The following article is from The Great Soviet Encyclopedia (1979). It might be outdated or ideologically biased.

Novosibirsk, University of

 

one of the leading educational and scientific research centers of the USSR in the newest branches of the fundamental sciences. It was founded in 1959 as an integral part of the Novosibirsk science center of the Siberian Division of the Academy of Sciences of the USSR (AN SSSR). Many of the center’s scientific researchers teach at the university, and students in senior courses may participate in research work at the center’s institutions. The formation and development of the University of Novosibirsk have been associated with the work of scholars and scientists at the Siberian Division of the AN SSSR, including S. T. Beliaev, I. N. Vekua, V. V. Voevodskii, M. A. Lavrent’ev, A. I. Mal’tsev, and S. L. Sobolev.
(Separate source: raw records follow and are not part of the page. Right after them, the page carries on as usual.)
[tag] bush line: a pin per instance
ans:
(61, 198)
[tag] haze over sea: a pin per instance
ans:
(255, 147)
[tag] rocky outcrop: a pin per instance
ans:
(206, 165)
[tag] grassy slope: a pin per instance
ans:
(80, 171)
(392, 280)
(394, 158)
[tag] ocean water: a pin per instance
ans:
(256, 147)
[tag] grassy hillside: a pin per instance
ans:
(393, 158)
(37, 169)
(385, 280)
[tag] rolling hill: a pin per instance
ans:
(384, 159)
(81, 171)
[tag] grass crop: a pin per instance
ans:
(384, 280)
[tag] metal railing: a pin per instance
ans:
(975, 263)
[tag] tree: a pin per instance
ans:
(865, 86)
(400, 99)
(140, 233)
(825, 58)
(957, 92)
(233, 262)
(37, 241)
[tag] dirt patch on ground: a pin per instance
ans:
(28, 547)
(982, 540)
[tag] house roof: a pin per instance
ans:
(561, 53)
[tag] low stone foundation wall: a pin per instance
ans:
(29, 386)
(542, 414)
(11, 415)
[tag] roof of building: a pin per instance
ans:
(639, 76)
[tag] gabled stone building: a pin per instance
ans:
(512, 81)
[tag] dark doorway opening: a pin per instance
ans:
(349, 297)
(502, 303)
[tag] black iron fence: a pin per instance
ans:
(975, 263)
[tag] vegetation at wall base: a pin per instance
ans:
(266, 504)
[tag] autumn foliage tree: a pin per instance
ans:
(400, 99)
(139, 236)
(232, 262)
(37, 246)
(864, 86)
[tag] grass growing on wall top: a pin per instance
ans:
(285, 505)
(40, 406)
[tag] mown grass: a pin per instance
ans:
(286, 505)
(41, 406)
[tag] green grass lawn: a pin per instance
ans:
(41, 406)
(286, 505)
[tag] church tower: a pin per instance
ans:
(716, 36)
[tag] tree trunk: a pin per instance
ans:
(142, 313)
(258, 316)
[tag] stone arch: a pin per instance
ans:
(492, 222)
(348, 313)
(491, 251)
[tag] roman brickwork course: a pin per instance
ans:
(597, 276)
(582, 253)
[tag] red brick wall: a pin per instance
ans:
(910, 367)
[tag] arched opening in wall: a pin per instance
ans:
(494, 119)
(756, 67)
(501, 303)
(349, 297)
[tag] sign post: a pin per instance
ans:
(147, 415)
In 1974 the university had departments of mathematics (mathematics, applied mathematics, and mechanics), physics, natural sciences (chemistry and biology), geology and geophysics, humanities (history and philology), and economics, as well as a department for improving the qualifications of university teachers (mathematics, physics). The university also has an institute for improving the qualifications of social science teachers, a graduate school, a preparatory division, and a physics and mathematics boarding school for students in the eighth through tenth grades. In addition, the university has 50 subdepartments, six scientific research laboratories, and a computer center. The library’s holdings number about 370,000 volumes.

During the 1973–74 academic year, approximately 4,000 students were enrolled at the University of Novosibirsk. There were about 650 teachers and scientific research workers, including 37 academicians and corresponding members of the AN SSSR, more than 80 professors and doctors of sciences, and approximately 270 docents and candidates of sciences. Thematic anthologies of scientific works are published by the university. Between 1963 and 1973, the University of Novosibirsk trained about 4,000 specialists.